Yesterday evening I ventured into Philadelphia for the Jewish Federation’s Menorah lighting ceremony. This was the first time we could properly meet and it felt great to see people after three years.
Before I made my way to Rittenhouse Square, I noticed one of the shops was all decorated for the holidays. I asked a woman walking by if she could take some photos for me. She happily obliged.
I was a half an hour early and that was okay. I took some photos of Rittenhouse Square all decked out for the holidays. One of the Rabbis arrived early to test the sterno cans to make sure they would light. He was a joy to chat with for a bit.
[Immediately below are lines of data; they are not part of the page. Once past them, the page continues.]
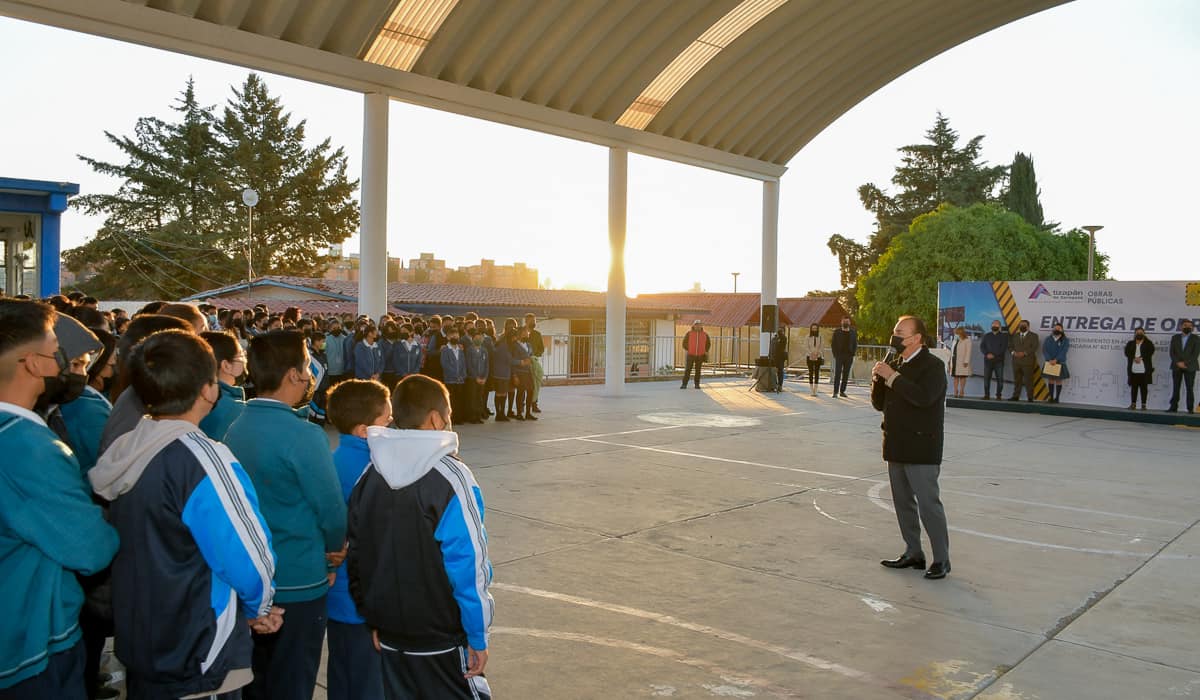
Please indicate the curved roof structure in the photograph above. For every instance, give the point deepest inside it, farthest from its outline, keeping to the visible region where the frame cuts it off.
(736, 85)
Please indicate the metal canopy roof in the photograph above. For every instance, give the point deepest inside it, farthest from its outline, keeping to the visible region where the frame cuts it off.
(735, 85)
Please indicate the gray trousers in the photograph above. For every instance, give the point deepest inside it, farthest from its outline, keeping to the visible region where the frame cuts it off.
(915, 492)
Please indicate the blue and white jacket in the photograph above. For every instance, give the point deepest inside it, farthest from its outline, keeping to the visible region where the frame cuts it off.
(407, 357)
(454, 364)
(49, 531)
(195, 562)
(367, 360)
(418, 549)
(477, 362)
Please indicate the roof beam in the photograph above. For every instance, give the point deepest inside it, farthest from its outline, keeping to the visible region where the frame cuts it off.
(126, 22)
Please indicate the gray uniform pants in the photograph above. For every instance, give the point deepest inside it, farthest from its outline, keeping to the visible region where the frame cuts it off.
(915, 492)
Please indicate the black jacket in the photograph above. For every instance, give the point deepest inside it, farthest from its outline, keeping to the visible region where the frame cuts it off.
(845, 342)
(418, 561)
(1147, 359)
(1188, 354)
(913, 410)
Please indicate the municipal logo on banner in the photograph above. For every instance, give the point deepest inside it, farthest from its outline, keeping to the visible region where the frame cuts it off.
(1057, 294)
(1039, 291)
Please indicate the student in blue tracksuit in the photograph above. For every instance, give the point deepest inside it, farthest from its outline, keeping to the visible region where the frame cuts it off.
(231, 368)
(418, 551)
(389, 337)
(291, 466)
(335, 352)
(196, 561)
(369, 356)
(49, 528)
(454, 374)
(85, 417)
(354, 669)
(477, 375)
(407, 353)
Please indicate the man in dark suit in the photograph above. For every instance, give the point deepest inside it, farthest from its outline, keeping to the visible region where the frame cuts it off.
(995, 351)
(1025, 359)
(1185, 360)
(845, 345)
(910, 389)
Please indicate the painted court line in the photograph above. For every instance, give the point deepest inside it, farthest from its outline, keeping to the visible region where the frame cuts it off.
(647, 650)
(877, 482)
(749, 464)
(731, 636)
(875, 495)
(877, 488)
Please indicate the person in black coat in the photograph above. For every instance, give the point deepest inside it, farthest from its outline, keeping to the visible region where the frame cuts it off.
(910, 389)
(779, 356)
(1139, 366)
(1185, 351)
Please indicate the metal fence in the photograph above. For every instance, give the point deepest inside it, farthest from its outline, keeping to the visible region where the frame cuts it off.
(582, 357)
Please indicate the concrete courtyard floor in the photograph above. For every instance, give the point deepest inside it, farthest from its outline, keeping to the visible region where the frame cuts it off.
(726, 543)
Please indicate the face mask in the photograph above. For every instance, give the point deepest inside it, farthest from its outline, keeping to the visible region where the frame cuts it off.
(64, 388)
(309, 393)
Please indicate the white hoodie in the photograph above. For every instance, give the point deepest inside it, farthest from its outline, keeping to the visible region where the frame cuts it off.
(402, 456)
(121, 465)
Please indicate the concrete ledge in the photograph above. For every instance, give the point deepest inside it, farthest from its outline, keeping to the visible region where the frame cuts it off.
(1079, 411)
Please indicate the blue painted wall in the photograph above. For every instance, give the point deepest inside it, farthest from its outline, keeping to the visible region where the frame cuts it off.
(48, 201)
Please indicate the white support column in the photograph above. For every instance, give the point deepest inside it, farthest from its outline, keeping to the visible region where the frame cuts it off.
(769, 257)
(615, 324)
(373, 210)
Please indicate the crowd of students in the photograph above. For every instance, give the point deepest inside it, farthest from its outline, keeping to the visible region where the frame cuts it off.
(216, 537)
(467, 353)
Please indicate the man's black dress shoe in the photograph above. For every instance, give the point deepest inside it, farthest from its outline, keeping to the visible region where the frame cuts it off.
(937, 570)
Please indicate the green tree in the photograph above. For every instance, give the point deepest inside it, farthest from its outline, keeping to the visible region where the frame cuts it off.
(157, 238)
(982, 241)
(931, 173)
(175, 225)
(306, 202)
(1023, 196)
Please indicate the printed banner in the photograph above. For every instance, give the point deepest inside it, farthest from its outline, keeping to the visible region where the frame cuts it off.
(1098, 319)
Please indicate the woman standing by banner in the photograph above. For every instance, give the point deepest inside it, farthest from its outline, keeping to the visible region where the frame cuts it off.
(1054, 350)
(960, 362)
(1139, 366)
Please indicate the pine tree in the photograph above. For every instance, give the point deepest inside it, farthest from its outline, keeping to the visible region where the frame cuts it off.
(177, 226)
(1023, 195)
(306, 203)
(157, 240)
(929, 174)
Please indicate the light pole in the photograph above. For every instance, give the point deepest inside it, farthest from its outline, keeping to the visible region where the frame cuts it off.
(1091, 249)
(250, 198)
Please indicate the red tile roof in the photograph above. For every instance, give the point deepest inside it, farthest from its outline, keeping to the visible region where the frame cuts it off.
(719, 310)
(809, 310)
(426, 294)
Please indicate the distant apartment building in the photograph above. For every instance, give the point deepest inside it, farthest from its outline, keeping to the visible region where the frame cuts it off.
(427, 269)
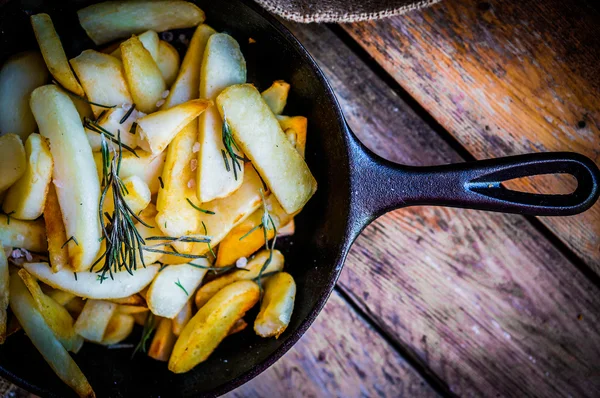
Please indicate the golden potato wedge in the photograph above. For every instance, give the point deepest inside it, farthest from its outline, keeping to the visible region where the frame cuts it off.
(14, 160)
(182, 318)
(155, 131)
(260, 136)
(252, 270)
(88, 285)
(172, 287)
(187, 84)
(118, 329)
(42, 337)
(277, 305)
(54, 54)
(163, 341)
(102, 78)
(150, 42)
(276, 96)
(74, 173)
(143, 76)
(56, 235)
(56, 316)
(110, 20)
(29, 235)
(211, 324)
(222, 65)
(26, 198)
(94, 319)
(20, 75)
(168, 62)
(4, 284)
(146, 166)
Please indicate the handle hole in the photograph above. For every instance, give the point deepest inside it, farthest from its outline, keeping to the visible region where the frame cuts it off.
(549, 184)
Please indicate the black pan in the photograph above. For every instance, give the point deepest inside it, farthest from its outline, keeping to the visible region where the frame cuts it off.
(355, 186)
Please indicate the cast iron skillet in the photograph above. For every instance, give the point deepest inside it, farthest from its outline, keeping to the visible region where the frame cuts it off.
(355, 186)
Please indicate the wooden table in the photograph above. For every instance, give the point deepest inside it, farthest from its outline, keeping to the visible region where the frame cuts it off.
(444, 301)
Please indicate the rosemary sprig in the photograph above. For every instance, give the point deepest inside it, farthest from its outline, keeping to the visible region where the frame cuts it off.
(198, 208)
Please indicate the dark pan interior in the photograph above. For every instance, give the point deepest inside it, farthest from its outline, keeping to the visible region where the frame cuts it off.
(313, 256)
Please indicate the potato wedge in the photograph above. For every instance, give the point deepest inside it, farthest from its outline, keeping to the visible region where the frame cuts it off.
(14, 160)
(87, 284)
(182, 318)
(163, 341)
(277, 305)
(276, 96)
(207, 291)
(94, 319)
(222, 65)
(20, 75)
(74, 173)
(211, 324)
(26, 198)
(172, 287)
(42, 337)
(143, 76)
(4, 285)
(118, 329)
(168, 62)
(150, 42)
(102, 78)
(110, 20)
(157, 130)
(56, 316)
(187, 84)
(29, 235)
(54, 54)
(146, 166)
(260, 136)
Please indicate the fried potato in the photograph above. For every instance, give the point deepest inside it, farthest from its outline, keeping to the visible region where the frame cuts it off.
(110, 20)
(118, 329)
(277, 305)
(54, 54)
(182, 318)
(29, 235)
(143, 76)
(42, 337)
(14, 161)
(74, 173)
(102, 78)
(163, 341)
(4, 285)
(25, 199)
(155, 131)
(251, 271)
(223, 64)
(146, 166)
(93, 320)
(56, 316)
(168, 62)
(276, 96)
(172, 287)
(211, 324)
(260, 136)
(20, 75)
(87, 284)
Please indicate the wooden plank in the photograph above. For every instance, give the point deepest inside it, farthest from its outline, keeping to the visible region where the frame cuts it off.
(339, 356)
(483, 299)
(505, 77)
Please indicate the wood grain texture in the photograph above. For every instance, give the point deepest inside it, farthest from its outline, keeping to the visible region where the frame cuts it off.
(339, 356)
(483, 299)
(505, 77)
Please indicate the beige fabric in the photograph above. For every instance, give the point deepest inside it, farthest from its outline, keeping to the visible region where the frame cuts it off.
(341, 10)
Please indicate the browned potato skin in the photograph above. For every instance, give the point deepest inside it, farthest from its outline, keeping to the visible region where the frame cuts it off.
(212, 324)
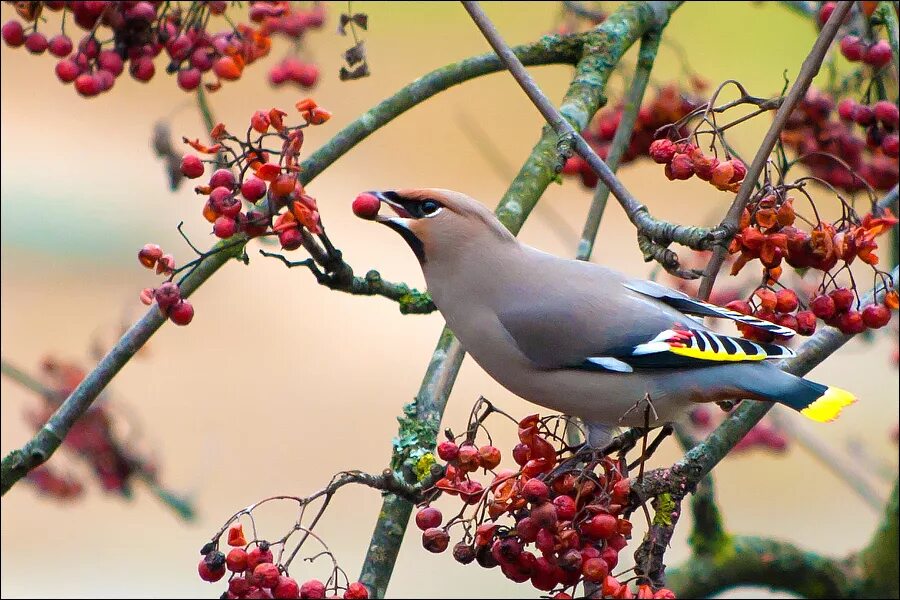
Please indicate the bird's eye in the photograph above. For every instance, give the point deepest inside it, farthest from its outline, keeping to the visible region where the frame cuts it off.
(429, 207)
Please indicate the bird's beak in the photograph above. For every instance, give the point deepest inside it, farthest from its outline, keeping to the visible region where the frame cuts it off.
(393, 200)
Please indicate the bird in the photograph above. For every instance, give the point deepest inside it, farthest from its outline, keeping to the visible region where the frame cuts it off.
(578, 337)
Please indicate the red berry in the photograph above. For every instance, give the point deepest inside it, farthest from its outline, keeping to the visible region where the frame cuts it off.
(86, 85)
(890, 145)
(224, 227)
(366, 206)
(600, 526)
(846, 108)
(191, 166)
(266, 575)
(142, 69)
(681, 167)
(887, 112)
(236, 561)
(877, 55)
(189, 79)
(662, 151)
(13, 34)
(741, 306)
(212, 567)
(287, 587)
(852, 48)
(60, 46)
(149, 254)
(595, 569)
(67, 71)
(357, 591)
(259, 555)
(876, 316)
(806, 322)
(521, 454)
(843, 299)
(428, 518)
(36, 43)
(312, 589)
(535, 491)
(851, 322)
(182, 313)
(290, 239)
(823, 306)
(786, 301)
(435, 540)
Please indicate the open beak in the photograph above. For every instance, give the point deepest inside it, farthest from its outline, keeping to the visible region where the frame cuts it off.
(392, 200)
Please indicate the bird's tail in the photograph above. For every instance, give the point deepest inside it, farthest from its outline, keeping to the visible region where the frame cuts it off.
(813, 400)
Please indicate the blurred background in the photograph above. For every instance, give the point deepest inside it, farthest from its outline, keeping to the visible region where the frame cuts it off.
(236, 408)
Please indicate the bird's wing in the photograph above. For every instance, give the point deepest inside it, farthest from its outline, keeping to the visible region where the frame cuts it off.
(691, 306)
(557, 335)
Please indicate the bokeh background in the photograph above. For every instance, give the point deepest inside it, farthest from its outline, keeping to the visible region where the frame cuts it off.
(279, 382)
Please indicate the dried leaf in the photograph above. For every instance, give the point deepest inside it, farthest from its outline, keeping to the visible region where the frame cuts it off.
(356, 54)
(357, 73)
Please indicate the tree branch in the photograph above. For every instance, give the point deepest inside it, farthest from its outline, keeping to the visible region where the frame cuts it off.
(808, 71)
(681, 477)
(548, 50)
(624, 131)
(658, 232)
(603, 48)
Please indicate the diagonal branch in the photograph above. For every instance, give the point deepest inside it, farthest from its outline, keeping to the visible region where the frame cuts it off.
(808, 71)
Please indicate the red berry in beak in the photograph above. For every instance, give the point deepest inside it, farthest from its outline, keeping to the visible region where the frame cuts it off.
(366, 206)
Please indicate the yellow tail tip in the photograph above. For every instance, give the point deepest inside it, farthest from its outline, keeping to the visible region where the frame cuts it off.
(829, 405)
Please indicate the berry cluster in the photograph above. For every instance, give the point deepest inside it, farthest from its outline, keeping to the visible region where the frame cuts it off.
(553, 524)
(255, 572)
(265, 179)
(684, 160)
(669, 105)
(134, 34)
(849, 148)
(767, 233)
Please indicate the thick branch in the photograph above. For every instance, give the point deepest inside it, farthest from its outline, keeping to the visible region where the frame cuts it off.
(548, 50)
(808, 71)
(700, 460)
(603, 49)
(624, 131)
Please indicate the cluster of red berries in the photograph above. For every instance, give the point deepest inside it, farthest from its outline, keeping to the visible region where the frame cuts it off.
(547, 523)
(133, 34)
(92, 438)
(259, 177)
(762, 435)
(168, 298)
(255, 574)
(767, 233)
(669, 105)
(849, 148)
(684, 160)
(250, 174)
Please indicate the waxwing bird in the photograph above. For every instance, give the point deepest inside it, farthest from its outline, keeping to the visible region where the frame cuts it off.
(578, 337)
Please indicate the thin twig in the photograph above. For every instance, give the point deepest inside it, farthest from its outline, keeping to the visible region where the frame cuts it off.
(808, 71)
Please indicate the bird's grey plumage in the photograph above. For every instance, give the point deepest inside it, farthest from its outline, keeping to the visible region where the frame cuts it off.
(534, 321)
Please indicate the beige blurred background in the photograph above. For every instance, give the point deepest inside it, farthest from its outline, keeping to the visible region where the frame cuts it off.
(240, 407)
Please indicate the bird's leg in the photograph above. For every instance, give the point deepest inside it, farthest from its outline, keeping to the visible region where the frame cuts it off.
(637, 405)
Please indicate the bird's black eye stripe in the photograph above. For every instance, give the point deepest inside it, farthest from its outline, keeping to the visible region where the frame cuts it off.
(429, 207)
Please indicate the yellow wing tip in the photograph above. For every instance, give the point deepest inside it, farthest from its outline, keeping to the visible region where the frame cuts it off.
(829, 405)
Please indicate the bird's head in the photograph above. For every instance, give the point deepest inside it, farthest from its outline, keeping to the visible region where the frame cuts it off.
(434, 222)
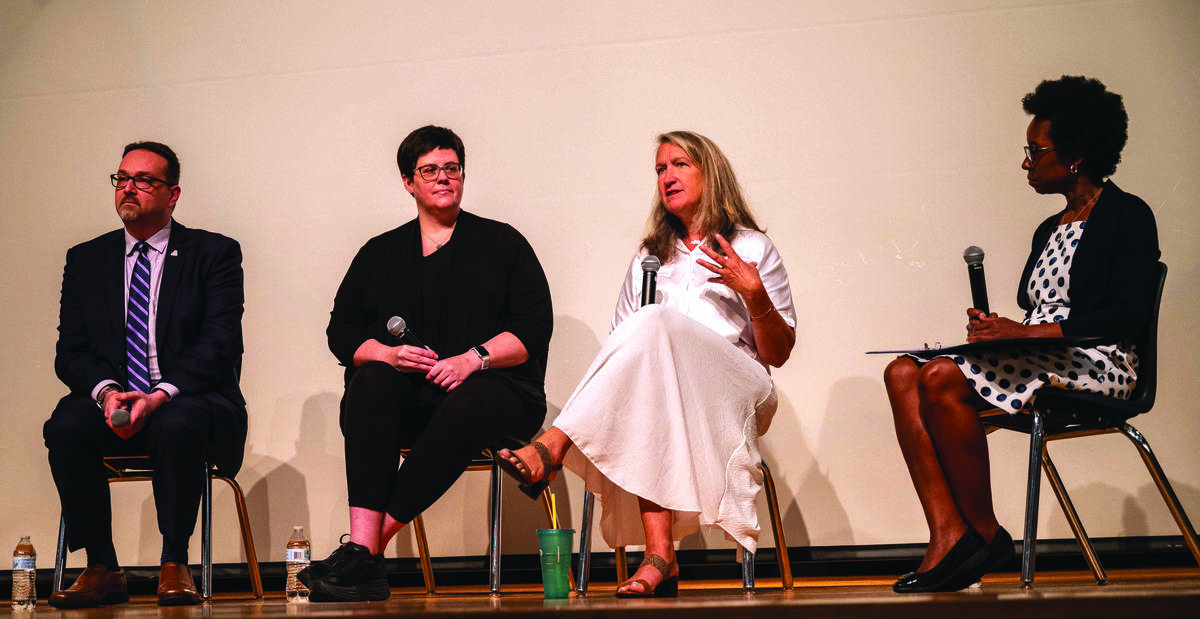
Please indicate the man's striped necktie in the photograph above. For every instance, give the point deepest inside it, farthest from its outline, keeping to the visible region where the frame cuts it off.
(137, 323)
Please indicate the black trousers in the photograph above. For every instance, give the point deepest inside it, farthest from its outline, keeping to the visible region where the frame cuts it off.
(387, 410)
(178, 437)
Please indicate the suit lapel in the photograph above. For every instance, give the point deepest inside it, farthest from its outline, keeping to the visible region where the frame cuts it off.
(114, 286)
(172, 266)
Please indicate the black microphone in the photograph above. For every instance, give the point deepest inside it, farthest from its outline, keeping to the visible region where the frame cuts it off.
(397, 328)
(120, 416)
(649, 276)
(973, 257)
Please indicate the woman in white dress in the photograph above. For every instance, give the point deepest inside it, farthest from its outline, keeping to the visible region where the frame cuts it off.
(665, 422)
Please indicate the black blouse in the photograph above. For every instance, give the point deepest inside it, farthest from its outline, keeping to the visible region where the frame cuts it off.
(1114, 271)
(487, 281)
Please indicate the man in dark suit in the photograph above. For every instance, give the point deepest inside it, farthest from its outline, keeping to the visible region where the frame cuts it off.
(150, 346)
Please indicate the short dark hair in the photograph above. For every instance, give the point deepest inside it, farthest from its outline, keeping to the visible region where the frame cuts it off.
(423, 140)
(1086, 120)
(163, 151)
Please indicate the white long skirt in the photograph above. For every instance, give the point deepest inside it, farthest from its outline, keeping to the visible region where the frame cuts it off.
(672, 413)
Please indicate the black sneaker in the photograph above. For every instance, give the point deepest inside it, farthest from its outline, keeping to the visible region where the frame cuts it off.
(319, 569)
(357, 576)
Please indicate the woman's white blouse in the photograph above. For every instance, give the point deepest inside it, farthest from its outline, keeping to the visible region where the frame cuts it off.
(683, 284)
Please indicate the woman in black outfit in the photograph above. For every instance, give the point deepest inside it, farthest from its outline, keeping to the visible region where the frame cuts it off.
(1091, 272)
(474, 294)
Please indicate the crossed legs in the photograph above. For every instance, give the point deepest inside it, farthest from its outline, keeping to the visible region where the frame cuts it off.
(946, 449)
(655, 520)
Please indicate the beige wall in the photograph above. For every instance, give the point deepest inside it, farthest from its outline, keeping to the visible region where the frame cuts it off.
(875, 139)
Then the band started to trickle in.
The event started promptly at 5 PM.
I loved these two talks by two different Rabbis last night at the Menorah lighting ceremony in Philadelphia. It was perfect for Winter Solstice and applies more to the Northern Hemisphere; many religions use light this time of year to welcome back the longer days.
Hanukkah is a festival of light. Light and love that illuminates the darkness. I didn’t capture this one speech, but this one Rabbi said that we should all be inclusive of one another, we each carry light and it adds to our light.
I’m not verklempt, you’re verklempt.
Then after the talks, the Rabbi led us in prayer as he lit the Menorah. I love the blessing and had to record it.
After the Menorah was lit, the kids chorus began to sing. It was 25 degrees, so the singing and dancing was needed.
Before I left, I asked Rabbi Goldstein, Rabbi Maderer and the president of the Jewish Museum if I could get a photo with them. They agreed.
One of the attendees wanted us to say “Happy Hanukkah” and that’s what I’m saying in a few of the photos.
What a great way to celebrate the 3rd night of Hanukkah. It really was nice to see everyone again.
One thought on “Menorah Lighting Ceremony | Night 3 | Rittenhouse Square | 20 December 2022”
Hi, Jessica Marie!
I’m happy to see that you could physically attend the Menorah Lighting Ceremony this year after two years of having to endure zoom sessions made necessary by the pandemic lockdown . 25 degrees is mighty cold, but I for one would have felt invigorated by it and by the marvelous ceremony conducted in the beautifully decorated Rittenhouse Square. There are more terrific pictures in this post. I particularly like the one of you posing on the steps by the giant wreaths, the one of you posing directly in front of the huge tree and the group shots of you posing with Rabbi Goldstein, Rabbi Maderer and the president of the Jewish Museum. I have always enjoyed candlelight services in general. There is something magical and deeply moving about candle light piercing the darkness. I enjoyed the inspiring speeches and the music and dancing. I am so glad you were able to attend.
Enjoy the rest of your week, dear friend JM, and may you have the happiest of holidays this year. You are richly deserving.